The Federal Government has ended a protracted legal battle in Italian courts over accusations of corruption in an oil field sale by finalizing arrangements to abandon civil proceedings against Eni SpA totaling $1.1 billion.
According to a letter reviewed by Bloomberg, the Ministry of Justice will, no later than November 17, waive the claims before Italy’s highest court “unconditionally” and “with immediate effect.”
Bloomberg further reported that the county has “irrevocably” given up any right to pursue additional legal action in Italy against Eni, its affiliates, and its officers, both past and present, over the field’s rights, which are known as Oil Prospecting Licence 245, or OPL 245.
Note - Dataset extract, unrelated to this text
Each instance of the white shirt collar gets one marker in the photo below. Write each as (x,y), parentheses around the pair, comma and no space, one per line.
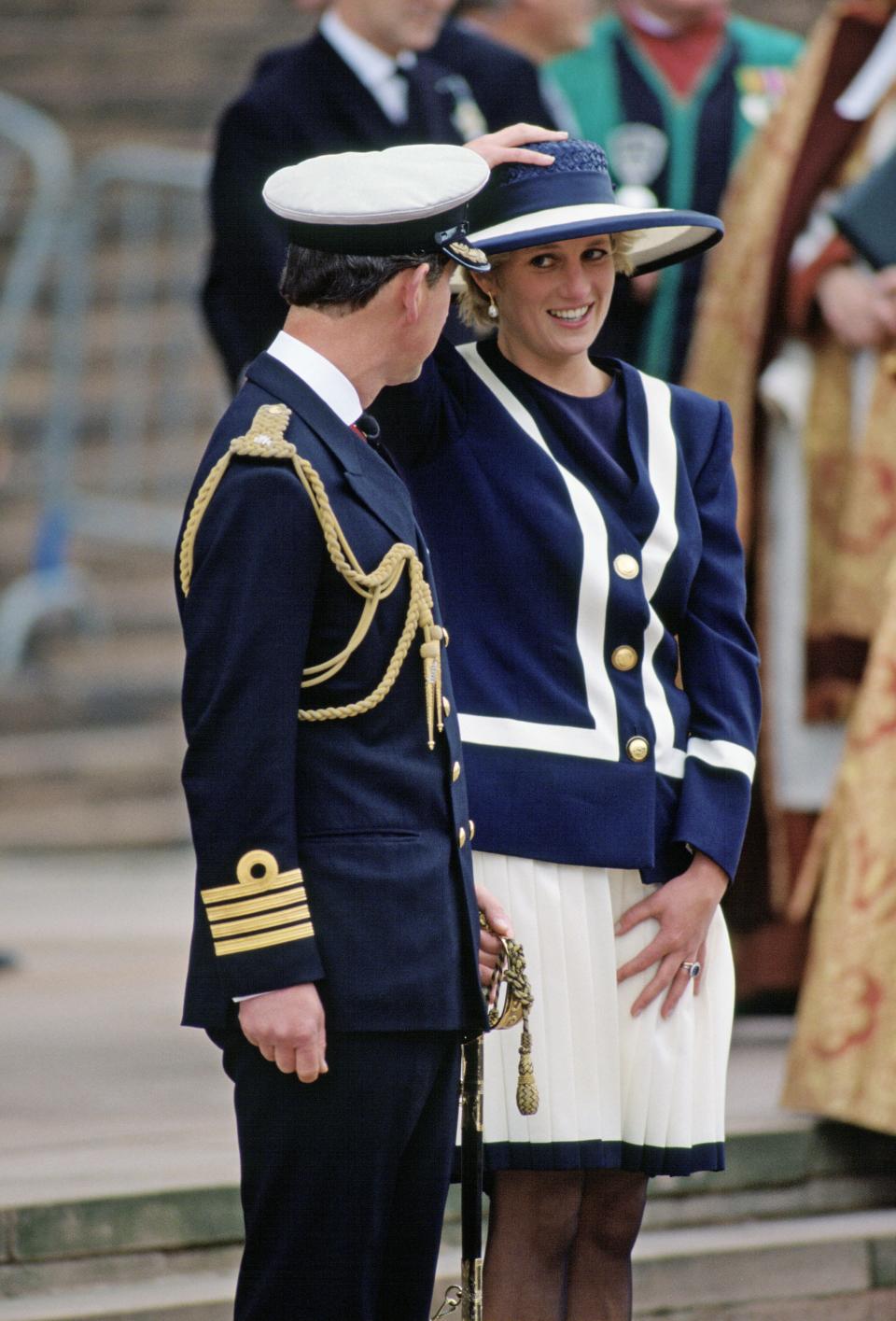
(320,375)
(368,63)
Eni issued a statement confirming that it had received the letter and indicating that it was prepared to discuss with the Nigerian government the necessary actions to convert the prospective license into one that would permit the development of the oil block.
A number of court cases and conflicting legal claims have put an end to operations at the country’s oil block for more than ten years.
Eni estimates that the area has recoverable reserves of 560 million barrels, making it possibly one of the richest concessions in the country.
The outcome of such claims, including as those brought by Eni in arbitration proceedings at the World Bank’s International Centre for Settlement of Investment Disputes and litigation in Nigeria, may determine whether Eni and its partner Shell Plc can eventually start developing OPL 245.
In a criminal prosecution in Milan last year, Eni, Shell, and a few of their current and former management were found not guilty beyond a reasonable doubt of knowing that a large portion of the $1.1 billion they paid to purchase OPL 245 would be used as bribes.
Even after that decision, a civil lawsuit went on, with Nigeria suing Eni and Shell for a total of $3.5 billion, arguing that this sum accurately represented the license that the two businesses had bought in 2011.